Battle of the Backups

A much younger Vince Young once led the Titans to a string of upset victories. Hopefully he'll never have to do that with the Packers. Since B.J. Coleman has quietly excused himself from the competition, the Packers now see two former collegiate stars battling for the right to back up Aaron Rodgers. In one corner, we have last year's back up: a 15,000 yard passer at Texas Tech and former Saskatchewan Roughrider, Graham Harrell!

And in the other, 2006 National Champion and Heisman runner up Vince Young, who made his debut at Packers training camp Tuesday to much fanfare. Okay, some fanfare. (Was there fanfare? I really don't know.)

Really, this is only noteworthy because it's the first time in a few seasons there has been actual competition for the number two quarterback job. This is a competition that truly does not matter. The idea that if Aaron Rodgers goes down for any length of time, the Packers will be saved by some sort of miraculous run by a back up is silly. The best number two quarterback the Packers have had in years is Matt Flynn, and he lost both times the team needed him to come through in relief of Rodgers. (And yes, I'm well aware of the six touchdown game. Big stinkin' deal. That was a meaningless start. There was naught to be gained in a win or a loss.)

But somebody has to be the number two guy, and it's going to be either Vince or Graham. Let's roll the tape back all the way to college and see who has the tools to get it done.

Harrell goes first, since as the incumbent he has the likely upper hand. A prolific collegiate passer in Texas Tech's wide open spread offense, he had limited NFL suitors right out of the gate. He had to take a trip north of the border to the CFL before the Packers finally came calling, and even then he had to spend some time on the practice squad before getting the role of Official Understudy to Mr. Rodgers.
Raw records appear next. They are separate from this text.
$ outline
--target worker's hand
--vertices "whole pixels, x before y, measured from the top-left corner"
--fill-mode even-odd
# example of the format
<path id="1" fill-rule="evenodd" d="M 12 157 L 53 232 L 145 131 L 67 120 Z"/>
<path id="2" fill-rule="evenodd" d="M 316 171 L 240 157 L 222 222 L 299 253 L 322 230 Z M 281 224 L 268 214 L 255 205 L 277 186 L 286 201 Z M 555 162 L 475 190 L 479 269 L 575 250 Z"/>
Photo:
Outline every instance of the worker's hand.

The reason for the delay is twofold. First, NFL franchises are notoriously wary of the gaudy stats produced by the light-em-up Air Raid offenses common in the college game. Just ask Timmy Chang or Colt Brennan (or anybody else associated with June Jones and Hawaii, for that matter). The general explanation is that spread offenses (like Hawaii's) rely on spacing and speed and runs after the catch in such a way that doesn't really translate to the NFL, where the athletes on defense are just as fast as the ones on offense.

Quarterbacks in spread schemes in college also don't need the arm strength required to execute the vertical passing attack (read this for a good (if lengthy) explanation of vertical passing) common in the NFL, and that's the second main knock against Mr. Harrell, as described in both his and CBS Sports draft profiles. Coupled with his less than ideal (although comparable to Rodgers) size, and you've got basically the prototype for a career back up quarterback: a small guy with a weak arm who's best suited to an offense that nobody in the NFL plays. (Oh, and then there's that one guy who thinks Harrell didn't get drafted because everyone in the NFL is a big meanie head. How'd that work out, Gregg?)
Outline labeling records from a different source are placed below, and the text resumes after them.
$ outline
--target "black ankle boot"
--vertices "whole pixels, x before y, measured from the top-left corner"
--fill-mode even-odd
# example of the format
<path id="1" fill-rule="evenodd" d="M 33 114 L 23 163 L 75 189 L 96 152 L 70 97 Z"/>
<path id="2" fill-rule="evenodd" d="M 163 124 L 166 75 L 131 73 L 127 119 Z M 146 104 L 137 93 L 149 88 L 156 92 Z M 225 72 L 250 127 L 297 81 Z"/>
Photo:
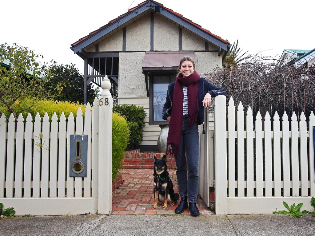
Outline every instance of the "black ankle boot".
<path id="1" fill-rule="evenodd" d="M 188 207 L 187 204 L 187 196 L 184 197 L 180 197 L 180 202 L 178 206 L 175 209 L 175 212 L 176 214 L 180 214 L 184 212 L 184 210 Z"/>
<path id="2" fill-rule="evenodd" d="M 200 214 L 200 212 L 197 207 L 195 202 L 189 203 L 189 211 L 192 216 L 199 216 Z"/>

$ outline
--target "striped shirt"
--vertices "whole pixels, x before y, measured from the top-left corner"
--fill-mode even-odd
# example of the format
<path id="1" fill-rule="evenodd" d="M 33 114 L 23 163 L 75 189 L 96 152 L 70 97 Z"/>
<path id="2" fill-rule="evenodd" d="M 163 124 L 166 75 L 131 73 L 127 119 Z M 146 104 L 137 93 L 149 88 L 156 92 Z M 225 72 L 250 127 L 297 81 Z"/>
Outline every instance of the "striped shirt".
<path id="1" fill-rule="evenodd" d="M 183 115 L 188 113 L 188 98 L 187 96 L 187 86 L 183 87 L 184 92 L 184 101 L 183 103 Z"/>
Oddly, that intersects pretty nicely with Vince Young, a guy who at 6'5" and around 230 pounds pretty much exemplifies a prototype NFL body. That, and the rest of his physical skill set, are pretty much the highlight of what he brings to the table. He has great speed for a quarterback  (and "his change of direction agility and foot speed is outstanding for his position" says CBS) and can run well after a play breaks down, as demonstrated by his overtime win against Houston as a rookie:

Of course, that was a long time ago, and Young's passing mechanics really haven't improved since then. He has an unorthodox delivery. It's almost sidearm, although not quite Philip Rivers and definitely not Tim Tebow. But it was the main gripe about him coming out of Texas, and it's still the main concern now, as is his ability to pick up an offense quickly. He'll have to do just that if he wants to unseat Harrell, who obviously has much more experience in the Packers' system.
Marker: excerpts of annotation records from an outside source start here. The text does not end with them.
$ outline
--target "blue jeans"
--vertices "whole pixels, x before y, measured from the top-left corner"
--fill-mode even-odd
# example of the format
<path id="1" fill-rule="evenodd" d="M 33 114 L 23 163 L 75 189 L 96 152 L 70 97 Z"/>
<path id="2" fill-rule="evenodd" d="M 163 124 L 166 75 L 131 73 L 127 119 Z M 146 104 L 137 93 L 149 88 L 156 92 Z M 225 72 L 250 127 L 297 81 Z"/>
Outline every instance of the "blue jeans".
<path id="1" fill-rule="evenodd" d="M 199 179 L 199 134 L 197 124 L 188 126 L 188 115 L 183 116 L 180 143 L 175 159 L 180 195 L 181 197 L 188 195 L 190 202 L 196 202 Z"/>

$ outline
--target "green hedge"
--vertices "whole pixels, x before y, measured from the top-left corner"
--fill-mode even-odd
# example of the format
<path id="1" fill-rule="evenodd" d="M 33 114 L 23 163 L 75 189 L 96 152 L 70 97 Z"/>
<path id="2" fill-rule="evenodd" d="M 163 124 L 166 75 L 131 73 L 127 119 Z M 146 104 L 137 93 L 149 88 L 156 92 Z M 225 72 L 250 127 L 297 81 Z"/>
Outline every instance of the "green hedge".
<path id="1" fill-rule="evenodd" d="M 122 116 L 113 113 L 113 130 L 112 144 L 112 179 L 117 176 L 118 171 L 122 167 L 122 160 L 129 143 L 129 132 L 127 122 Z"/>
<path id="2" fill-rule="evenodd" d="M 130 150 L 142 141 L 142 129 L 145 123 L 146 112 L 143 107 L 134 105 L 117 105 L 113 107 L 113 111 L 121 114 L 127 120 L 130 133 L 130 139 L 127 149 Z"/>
But you have to think the Packers haven't brought Young in just for kicks and giggles. This is a real competition, and Young should get a real shot. We might not see him Friday against Arizona, but the early impressions in practice seem to be positive, if six second videos from Tyler Dunne are to be believed:

Of course, winning over a few fans by riding bikes to practice isn't a terrible idea:

So who's it gonna be? It's definitely too early to tell, but in this battle of flawed backups, I think the challenger is going to get every chance the Packers can give him.